ATG9A depletion affects viral genome assembly but not viral genome packaging.

Cells (A549) were treated with siRNA non-targeting (siNT) or targeting ATG9A (siATG9A) for 48 h and then infected or mock-infected with PR8 virus at an MOI of 3. (A) The vRNA levels for each viral RNA segment (1–8) was expressed relative to GAPDH levels at 8 h postinfection and was determined by real-time RT-qPCR using specific primers as detailed in the Methods section. Data are triplicates from a single experiment. Two independent experiments were performed. Statistical analysis was done by a two-way ANOVA test, followed by a Sidak’s multiple comparisons test (**p < 0.01; ***p < 0.001). (B) The integrated density of NP protein in the cell cytosol at 8 h postinfection was determined by immunofluorescence, using the Analyze Particles function of FIJI (ImageJ, NIH). More than 80 cells, pooled from 4 independent experiments, were analyzed per condition. Statistical analysis was done by Kruskal–Wallis test (***p < 0.001). (C) The levels of the 3 viral surface proteins at 8 h postinfection (HA, hemagglutinin; NA, neuraminidase; M2, matrix protein 2) were determined by flow cytometry using monoclonal antibodies against each viral protein and analyzed as shown. The MFI of each viral protein at the cell surface was plotted for each experimental condition. Statistical analysis was done by one-way ANOVA, followed by a Sidak’s multiple comparisons test (**p < 0.01; ***p < 0.001).
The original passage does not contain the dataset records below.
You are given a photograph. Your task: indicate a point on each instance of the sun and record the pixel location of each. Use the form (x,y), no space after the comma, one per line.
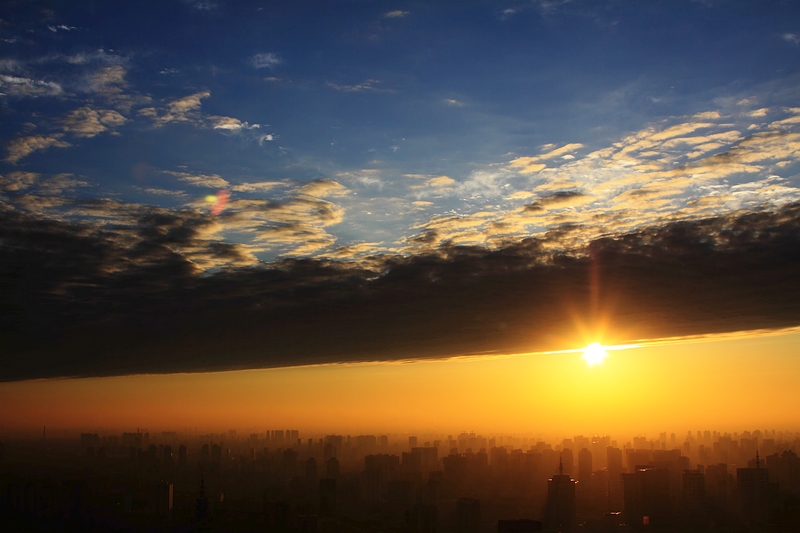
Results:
(594,354)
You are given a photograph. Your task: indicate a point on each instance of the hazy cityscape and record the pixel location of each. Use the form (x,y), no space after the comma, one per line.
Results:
(286,481)
(358,266)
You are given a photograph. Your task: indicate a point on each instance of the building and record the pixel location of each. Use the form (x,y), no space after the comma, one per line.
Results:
(753,489)
(559,513)
(468,515)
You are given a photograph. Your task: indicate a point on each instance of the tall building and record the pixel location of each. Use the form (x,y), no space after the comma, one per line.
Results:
(161,499)
(694,490)
(468,515)
(559,513)
(646,496)
(584,465)
(332,468)
(753,488)
(327,497)
(311,471)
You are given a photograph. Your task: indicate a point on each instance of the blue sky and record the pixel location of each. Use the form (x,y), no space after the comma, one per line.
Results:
(407,118)
(157,141)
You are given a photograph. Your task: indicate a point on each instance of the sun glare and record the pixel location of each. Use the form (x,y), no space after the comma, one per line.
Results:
(594,354)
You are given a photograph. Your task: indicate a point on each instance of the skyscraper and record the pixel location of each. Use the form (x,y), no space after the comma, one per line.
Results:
(560,511)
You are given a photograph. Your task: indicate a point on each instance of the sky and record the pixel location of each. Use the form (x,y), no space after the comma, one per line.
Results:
(196,186)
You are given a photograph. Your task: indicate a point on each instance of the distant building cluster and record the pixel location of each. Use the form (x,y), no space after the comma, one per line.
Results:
(276,481)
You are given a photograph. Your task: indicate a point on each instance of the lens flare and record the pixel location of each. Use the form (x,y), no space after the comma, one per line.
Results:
(594,354)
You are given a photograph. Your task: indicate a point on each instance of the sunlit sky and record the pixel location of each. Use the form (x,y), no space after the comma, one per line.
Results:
(196,185)
(729,383)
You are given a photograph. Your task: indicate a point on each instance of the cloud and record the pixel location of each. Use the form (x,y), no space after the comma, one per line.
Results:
(24,146)
(27,87)
(186,109)
(324,188)
(395,14)
(89,122)
(259,186)
(230,124)
(558,199)
(130,298)
(17,181)
(534,164)
(266,60)
(211,181)
(365,86)
(109,83)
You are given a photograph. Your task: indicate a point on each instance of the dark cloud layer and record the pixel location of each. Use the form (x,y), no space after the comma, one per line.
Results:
(77,300)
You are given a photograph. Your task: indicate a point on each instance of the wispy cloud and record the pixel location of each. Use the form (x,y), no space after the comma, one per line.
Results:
(27,87)
(396,14)
(211,181)
(268,60)
(791,38)
(88,122)
(230,124)
(24,146)
(365,86)
(186,109)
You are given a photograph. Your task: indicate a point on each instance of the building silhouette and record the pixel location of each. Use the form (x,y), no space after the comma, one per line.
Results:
(559,513)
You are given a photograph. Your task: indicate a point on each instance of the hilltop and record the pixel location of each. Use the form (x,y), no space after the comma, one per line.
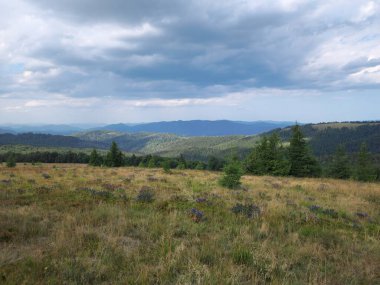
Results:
(76,224)
(323,138)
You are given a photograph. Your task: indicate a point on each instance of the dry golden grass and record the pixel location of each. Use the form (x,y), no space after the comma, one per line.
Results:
(75,224)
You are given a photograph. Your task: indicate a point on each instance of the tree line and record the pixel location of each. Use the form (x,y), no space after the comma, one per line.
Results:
(271,156)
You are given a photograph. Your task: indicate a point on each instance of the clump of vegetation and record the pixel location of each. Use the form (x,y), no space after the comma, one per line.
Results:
(302,163)
(242,256)
(268,157)
(115,157)
(196,215)
(97,235)
(340,165)
(328,212)
(46,175)
(232,174)
(95,158)
(11,161)
(166,167)
(365,170)
(249,210)
(145,195)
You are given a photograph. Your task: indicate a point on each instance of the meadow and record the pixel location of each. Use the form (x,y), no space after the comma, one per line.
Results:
(76,224)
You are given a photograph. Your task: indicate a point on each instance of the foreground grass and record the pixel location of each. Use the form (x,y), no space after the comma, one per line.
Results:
(72,224)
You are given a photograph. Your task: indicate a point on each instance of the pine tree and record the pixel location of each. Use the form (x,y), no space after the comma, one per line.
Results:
(302,163)
(232,174)
(340,168)
(115,157)
(268,157)
(166,166)
(364,168)
(95,158)
(11,160)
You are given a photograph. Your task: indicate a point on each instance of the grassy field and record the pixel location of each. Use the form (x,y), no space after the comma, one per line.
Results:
(74,224)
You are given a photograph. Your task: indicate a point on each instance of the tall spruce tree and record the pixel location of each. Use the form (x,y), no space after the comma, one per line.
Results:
(115,157)
(302,162)
(365,170)
(340,166)
(232,174)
Data are a pool of 4 independent experiments performed. (D, E) The vRNA copy number per mL for each viral RNA segment (1–8) and the vRNA-to-PFU ratio at 8 h postinfection was determined by real-time RT-qPCR using specific primers as detailed in the Methods section. Data are triplicates from a single experiment. Two independent experiments were performed. Statistical analysis was done by a two-way ANOVA test, followed by a Bonferroni’s multiple comparisons test (*p < 0.05; ***p < 0.001; n.s., not statistically significant). (F) Scheme illustrates that ATG9A is critical for viral inclusion shape and regulates rate of viral genome assembly but does not affect genome packaging into budding virions. All the values of individual and pooled experiments are provided in S1 Data File. MFI, median fluorescence intensity; MOI, multiplicity of infection; NP, nucleoprotein; PFU, plaque-forming unit; RT-qPCR, quantitative reverse transcription PCR.